NAME
RTF::Tokenizer - Tokenize RTF
DESCRIPTION
Tokenizes RTF
SYNOPSIS
use RTF::Tokenizer;
sub entity_handler {
return "&#" . hex($_[0]);
}
my $object = RTF::Tokenizer->new($line);
#my $object = RTF::Tokenizer->new($line, \&entity_handler);
while (1) {
my ($type, $value, $extra) = $object->get_token;
print "$type, $value, $extra\n";
if ($type eq 'eof') { exit; }
}
$rtf->bookmark('save', '_font_table_original');
$rtf->jump_to_control_word('fonttbl');
my ($la, $la, $la) = $rtf->get_token; # 'control', 'fonttbl'
$rtf->bookmark('retr', '_font_table_original');
$rtf->jump_to_control_word('rtf');
my ($la, $la, $la) = $rtf->get_token; # 'control', 'rtf', 1
$rtf->bookmark('retr', '_font_table_original');
$rtf->bookmark('delete', '_font_table_original');
METHODS
new ( $data [, entity handling subroutine ] )

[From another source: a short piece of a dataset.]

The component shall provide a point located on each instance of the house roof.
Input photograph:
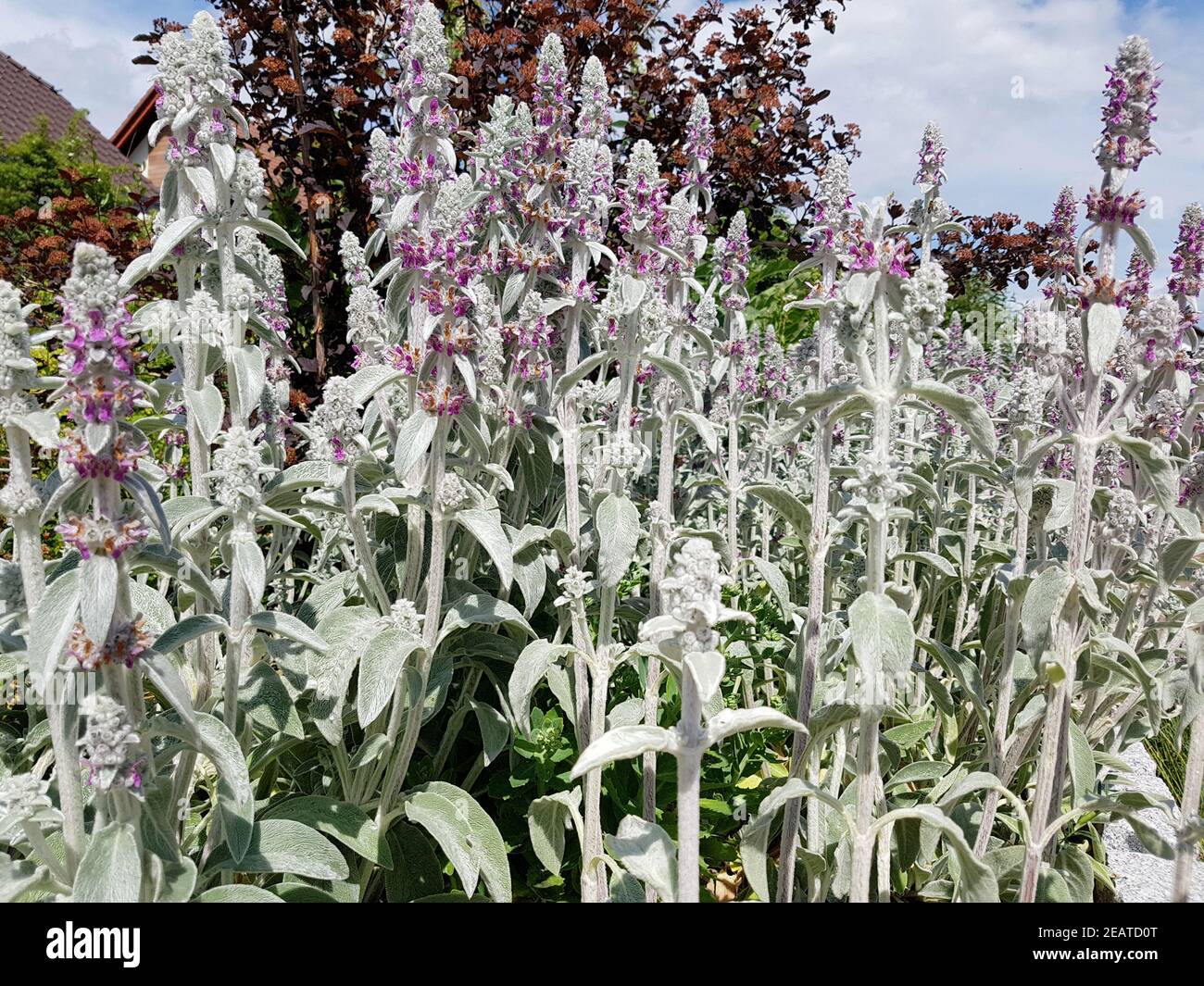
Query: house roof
(137, 124)
(24, 96)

Creates an instance. Needs a string of RTF for the first argument and an optional subroutine for the second. This subroutine is what to do upon finding an entity. Default behaviour is to change it into the character represented, but you can make it spit out HTML entities if you want too (as per the example above). The argument passed to this routine will be a hex value for the entity.
get_token
Returns a list, containing: token type (one of: control, text, group or eof), token data, and then if it's a control word, the integer value associated with it (if there is one).
bookmark ( action, name )
Saves a copy of the current buffer to a hash in the object, with the key of 'name'. Possible actions are 'save', 'retr' and 'delete.' It's probably a good idea, if you have a large amount of text, to delete your bookmarks when done, because the hash contains a copy of the data, rather than a position in the buffer. Font.pm contains a good example.
jump_to_control_word ( list of control words )
Goes through the buffer until it finds one of the control words. The next token from get_token
, having done this, will be the control word. The buffer up to this point will be lost (unless you've saved it.)
AUTHOR
Peter Sergeant <pete@clueball.com>
COPYRIGHT
Copyright 2002 Peter Sergeant.
This program is free software; you can redistribute it and/or modify it under the same terms as Perl itself.